Two Black Holes on a Collision Course
- From: Sam Wormley <swormley1@xxxxxxxxx>
- Date: Thu, 05 Mar 2009 01:25:22 GMT
Two Black Holes on a Collision Course
http://sciencenow.sciencemag.org/cgi/content/full/2009/304/1
By Phil Berardelli
ScienceNOW Daily News
4 March 2009
Astronomers have, for the first time, discovered what seems to be a binary set of supermassive black holes. The galactic beasts are orbiting each other about every 100 years, and ultimately they will collide with enough force to trip gravitational-wave detectors on Earth.
Spotting a single supermassive black hole is fairly easy, so much so that astronomers are convinced that one lurks in the center of just about every galaxy. Finding two supermassives locked in a binary orbit is another story. Only about as big as a solar system--though they can weigh as much as a billion suns--spotting them as distinct objects is as difficult as finding the proverbial needle in the haystack.
But that's what a pair of astronomers from the National Optical Astronomical Observatory in Tucson, Arizona, appear to have done. Todd Boroson and Tod Lauer were combing through the Sloan Digital Sky Survey, a collection of images and spectral information on hundreds of thousands of galaxies, when their software flagged a quasar whose light characteristics differed significantly from the rest of the sample. Quasars are the most luminous objects in the universe, and their brightness is thought to be caused by the energy from supermassive black holes consuming tremendous amounts of surrounding gas and dust.

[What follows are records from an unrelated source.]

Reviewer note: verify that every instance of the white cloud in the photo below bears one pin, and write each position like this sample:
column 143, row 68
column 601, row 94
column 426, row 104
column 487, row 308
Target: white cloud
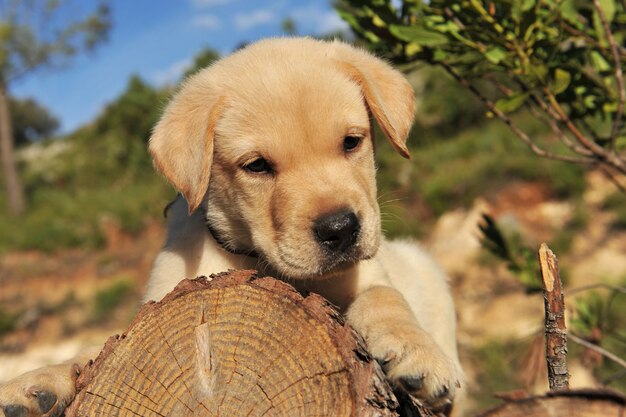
column 252, row 19
column 171, row 74
column 206, row 21
column 318, row 21
column 208, row 3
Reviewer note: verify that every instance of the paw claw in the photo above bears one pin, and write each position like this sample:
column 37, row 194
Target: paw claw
column 13, row 410
column 45, row 400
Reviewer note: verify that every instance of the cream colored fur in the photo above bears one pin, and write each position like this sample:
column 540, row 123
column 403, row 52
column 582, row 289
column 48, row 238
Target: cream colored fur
column 292, row 102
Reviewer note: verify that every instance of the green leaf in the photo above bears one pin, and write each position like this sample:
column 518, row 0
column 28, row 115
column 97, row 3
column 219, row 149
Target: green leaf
column 511, row 103
column 419, row 35
column 562, row 79
column 527, row 5
column 495, row 54
column 599, row 63
column 413, row 48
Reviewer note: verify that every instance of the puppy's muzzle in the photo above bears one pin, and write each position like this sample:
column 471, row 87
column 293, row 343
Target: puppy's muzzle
column 337, row 232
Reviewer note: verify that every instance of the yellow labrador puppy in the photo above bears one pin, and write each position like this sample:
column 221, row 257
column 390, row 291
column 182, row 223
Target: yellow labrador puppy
column 272, row 151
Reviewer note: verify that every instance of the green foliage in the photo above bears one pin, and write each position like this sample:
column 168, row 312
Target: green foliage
column 498, row 364
column 203, row 59
column 109, row 298
column 520, row 259
column 553, row 57
column 451, row 172
column 444, row 107
column 31, row 121
column 62, row 218
column 8, row 321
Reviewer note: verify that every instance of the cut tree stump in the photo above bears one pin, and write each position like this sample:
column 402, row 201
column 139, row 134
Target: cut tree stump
column 574, row 403
column 237, row 345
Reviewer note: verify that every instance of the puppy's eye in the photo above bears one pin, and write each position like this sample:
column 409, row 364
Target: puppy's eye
column 258, row 166
column 350, row 143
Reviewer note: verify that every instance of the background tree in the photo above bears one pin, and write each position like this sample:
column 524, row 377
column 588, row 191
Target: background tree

Tomorrow in Nature, the two researchers report finding telltale twin hydrogen lines in the quasar's spectrum, instead of the one line that would emanate from a single black hole. Based on the twin lines, Boroson and Lauer calculate that two supermassives are separated by only 0.3 light-years--one-tenth the distance from the sun to its nearest neighbor--and are orbiting each other at the blinding speed of 6000 kilometers per second. For comparison, the sun's orbital speed around the galaxy's center is about 220 kilometers per second. "Sometimes discoveries depend on recognizing something as interesting even if it wasn't what you were looking for," Boroson says. If this one is confirmed, he adds, it should vastly improve what astronomers know about how supermassives merge and how they light up quasars.
"Wow, that is certainly an interesting discovery," says astronomer Steven Willner of the Harvard-Smithsonian Center for Astrophysics in Cambridge, Massachusetts. Follow-up observations should reveal "a lot more about the environment around the black holes," he says. Astronomer Alan Marscher of Boston University says the paper does seem to show more than one supermassive black hole, which is new but expected, because two galaxies in the process of merging would contain two supermassive black holes.